This morning the Court of Appeal has handed down judgment in the case of Paragon Asra Housing Limited v. James Neville  EWCA Civ 1712.
It is a judgment of significance to all social housing practitioners facing warrant suspension applications by tenants who raise arguments of disability discrimination.
There are two important principles arising from the Judgment of Sir Colin Rimer (with whom Lord Justice Simon and Lady Justice Asplin agreed):
- Where, on making a suspended possession order, the circumstances are such that it can be inferred that the Court found that the Order is not discriminatory against a disabled defendant, the court can also be taken to hold that the enforcement of the order in accordance with its terms will also not be discriminatory absent a material change in circumstances.

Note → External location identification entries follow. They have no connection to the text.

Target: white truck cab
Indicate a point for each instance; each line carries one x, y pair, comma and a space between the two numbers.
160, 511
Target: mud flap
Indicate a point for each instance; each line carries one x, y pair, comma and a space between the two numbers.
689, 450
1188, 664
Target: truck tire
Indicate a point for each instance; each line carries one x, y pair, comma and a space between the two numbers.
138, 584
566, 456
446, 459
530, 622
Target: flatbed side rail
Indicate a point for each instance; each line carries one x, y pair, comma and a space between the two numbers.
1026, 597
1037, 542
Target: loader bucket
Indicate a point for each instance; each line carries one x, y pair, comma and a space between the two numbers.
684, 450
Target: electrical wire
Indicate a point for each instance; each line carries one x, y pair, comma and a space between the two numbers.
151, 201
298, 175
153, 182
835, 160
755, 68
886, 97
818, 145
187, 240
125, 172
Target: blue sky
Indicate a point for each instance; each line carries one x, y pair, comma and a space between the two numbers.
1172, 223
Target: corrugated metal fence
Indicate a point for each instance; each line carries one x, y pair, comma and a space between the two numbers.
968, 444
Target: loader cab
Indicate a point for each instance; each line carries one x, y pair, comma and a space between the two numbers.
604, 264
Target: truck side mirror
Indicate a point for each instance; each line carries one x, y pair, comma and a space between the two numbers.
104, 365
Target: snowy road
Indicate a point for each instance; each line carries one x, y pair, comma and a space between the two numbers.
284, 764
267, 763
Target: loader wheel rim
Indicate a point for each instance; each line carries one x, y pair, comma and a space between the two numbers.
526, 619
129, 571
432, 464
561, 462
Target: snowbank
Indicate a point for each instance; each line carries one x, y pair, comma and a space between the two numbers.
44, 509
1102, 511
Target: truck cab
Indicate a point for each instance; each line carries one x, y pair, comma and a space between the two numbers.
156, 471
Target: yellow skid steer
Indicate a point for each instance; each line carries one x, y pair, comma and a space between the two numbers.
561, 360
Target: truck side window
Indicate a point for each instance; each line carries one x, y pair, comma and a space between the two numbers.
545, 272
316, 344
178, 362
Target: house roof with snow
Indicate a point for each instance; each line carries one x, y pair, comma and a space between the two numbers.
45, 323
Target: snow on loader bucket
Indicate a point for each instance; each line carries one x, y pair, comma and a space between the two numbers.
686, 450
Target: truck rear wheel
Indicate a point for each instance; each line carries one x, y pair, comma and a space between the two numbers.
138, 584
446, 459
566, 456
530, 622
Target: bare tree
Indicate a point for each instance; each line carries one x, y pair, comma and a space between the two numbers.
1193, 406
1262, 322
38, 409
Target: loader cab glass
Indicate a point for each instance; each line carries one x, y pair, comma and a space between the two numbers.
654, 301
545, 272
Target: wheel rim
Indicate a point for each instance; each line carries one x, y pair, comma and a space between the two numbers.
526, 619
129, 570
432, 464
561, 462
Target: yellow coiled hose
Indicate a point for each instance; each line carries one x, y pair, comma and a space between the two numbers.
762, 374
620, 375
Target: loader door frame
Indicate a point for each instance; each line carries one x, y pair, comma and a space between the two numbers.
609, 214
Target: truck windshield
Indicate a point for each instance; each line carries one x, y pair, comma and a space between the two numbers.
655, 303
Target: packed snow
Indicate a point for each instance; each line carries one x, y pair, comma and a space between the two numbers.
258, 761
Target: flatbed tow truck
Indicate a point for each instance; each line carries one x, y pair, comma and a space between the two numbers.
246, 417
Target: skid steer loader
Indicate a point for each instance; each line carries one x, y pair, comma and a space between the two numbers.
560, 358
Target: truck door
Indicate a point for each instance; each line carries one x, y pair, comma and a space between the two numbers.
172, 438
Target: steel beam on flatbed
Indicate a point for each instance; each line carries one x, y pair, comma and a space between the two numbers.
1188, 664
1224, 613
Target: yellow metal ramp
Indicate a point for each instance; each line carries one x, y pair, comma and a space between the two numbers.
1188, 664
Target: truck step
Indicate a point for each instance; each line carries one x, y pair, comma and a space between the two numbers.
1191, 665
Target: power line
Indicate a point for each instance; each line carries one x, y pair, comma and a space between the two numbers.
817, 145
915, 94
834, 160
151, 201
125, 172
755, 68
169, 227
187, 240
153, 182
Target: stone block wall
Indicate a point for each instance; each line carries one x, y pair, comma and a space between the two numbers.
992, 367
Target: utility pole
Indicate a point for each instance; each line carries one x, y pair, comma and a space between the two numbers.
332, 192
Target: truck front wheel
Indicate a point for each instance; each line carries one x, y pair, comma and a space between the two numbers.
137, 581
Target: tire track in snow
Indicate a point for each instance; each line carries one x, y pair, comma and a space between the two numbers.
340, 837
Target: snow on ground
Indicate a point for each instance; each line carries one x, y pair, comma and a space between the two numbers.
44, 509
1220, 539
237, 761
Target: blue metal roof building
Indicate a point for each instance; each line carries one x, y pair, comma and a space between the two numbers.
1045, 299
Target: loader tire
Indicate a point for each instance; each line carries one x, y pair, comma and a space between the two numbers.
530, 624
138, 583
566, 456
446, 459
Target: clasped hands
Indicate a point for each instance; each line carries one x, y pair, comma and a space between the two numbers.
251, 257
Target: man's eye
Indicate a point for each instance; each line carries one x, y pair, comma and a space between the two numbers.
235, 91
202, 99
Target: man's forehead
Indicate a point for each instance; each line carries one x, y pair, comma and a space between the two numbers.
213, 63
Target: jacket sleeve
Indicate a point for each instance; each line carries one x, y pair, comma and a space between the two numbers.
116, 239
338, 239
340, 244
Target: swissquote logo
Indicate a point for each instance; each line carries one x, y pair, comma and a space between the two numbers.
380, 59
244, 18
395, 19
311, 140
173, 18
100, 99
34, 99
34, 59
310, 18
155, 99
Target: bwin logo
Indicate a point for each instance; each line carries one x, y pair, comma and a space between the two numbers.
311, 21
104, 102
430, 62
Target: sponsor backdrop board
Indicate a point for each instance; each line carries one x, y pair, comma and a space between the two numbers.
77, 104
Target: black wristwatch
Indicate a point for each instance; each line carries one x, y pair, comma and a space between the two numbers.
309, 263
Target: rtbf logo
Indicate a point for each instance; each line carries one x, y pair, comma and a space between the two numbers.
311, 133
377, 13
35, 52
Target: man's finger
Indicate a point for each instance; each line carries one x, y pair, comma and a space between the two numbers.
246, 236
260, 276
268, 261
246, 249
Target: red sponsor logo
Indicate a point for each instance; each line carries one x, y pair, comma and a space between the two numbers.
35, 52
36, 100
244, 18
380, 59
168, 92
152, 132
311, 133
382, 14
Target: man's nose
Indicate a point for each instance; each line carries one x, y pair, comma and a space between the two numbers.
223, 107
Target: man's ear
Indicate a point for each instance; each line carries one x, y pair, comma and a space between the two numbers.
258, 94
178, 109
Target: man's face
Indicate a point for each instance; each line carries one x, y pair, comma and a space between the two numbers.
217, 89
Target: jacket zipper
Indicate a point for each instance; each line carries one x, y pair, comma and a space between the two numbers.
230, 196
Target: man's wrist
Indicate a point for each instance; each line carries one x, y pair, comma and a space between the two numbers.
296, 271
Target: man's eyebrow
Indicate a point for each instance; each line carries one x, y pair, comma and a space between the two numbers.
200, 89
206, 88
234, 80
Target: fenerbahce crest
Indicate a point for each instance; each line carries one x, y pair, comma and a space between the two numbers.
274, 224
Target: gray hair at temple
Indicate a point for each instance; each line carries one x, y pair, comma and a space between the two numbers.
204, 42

- Even if a Judge has not demonstrated explicit consideration of the question of proportionality in the four-fold structured manner highlighted in Akerman-Livingstone v Aster Community Housing Limited  2 WLR 721, the Court will consider whether the question of proportionality has been considered in substance. The present case was an example of where it was clear from their Judgment that the District Judge had, in substance, considered whether the enforcement of the order was a proportionate means of achieving a legitimate aim.
Ryan Kohli represented the successful Appellant, Paragon Asra Housing Limited, instructed by Gavinder Ryait, Partner and Assistant Head of the Housing Management Department at Batchelors Solicitors.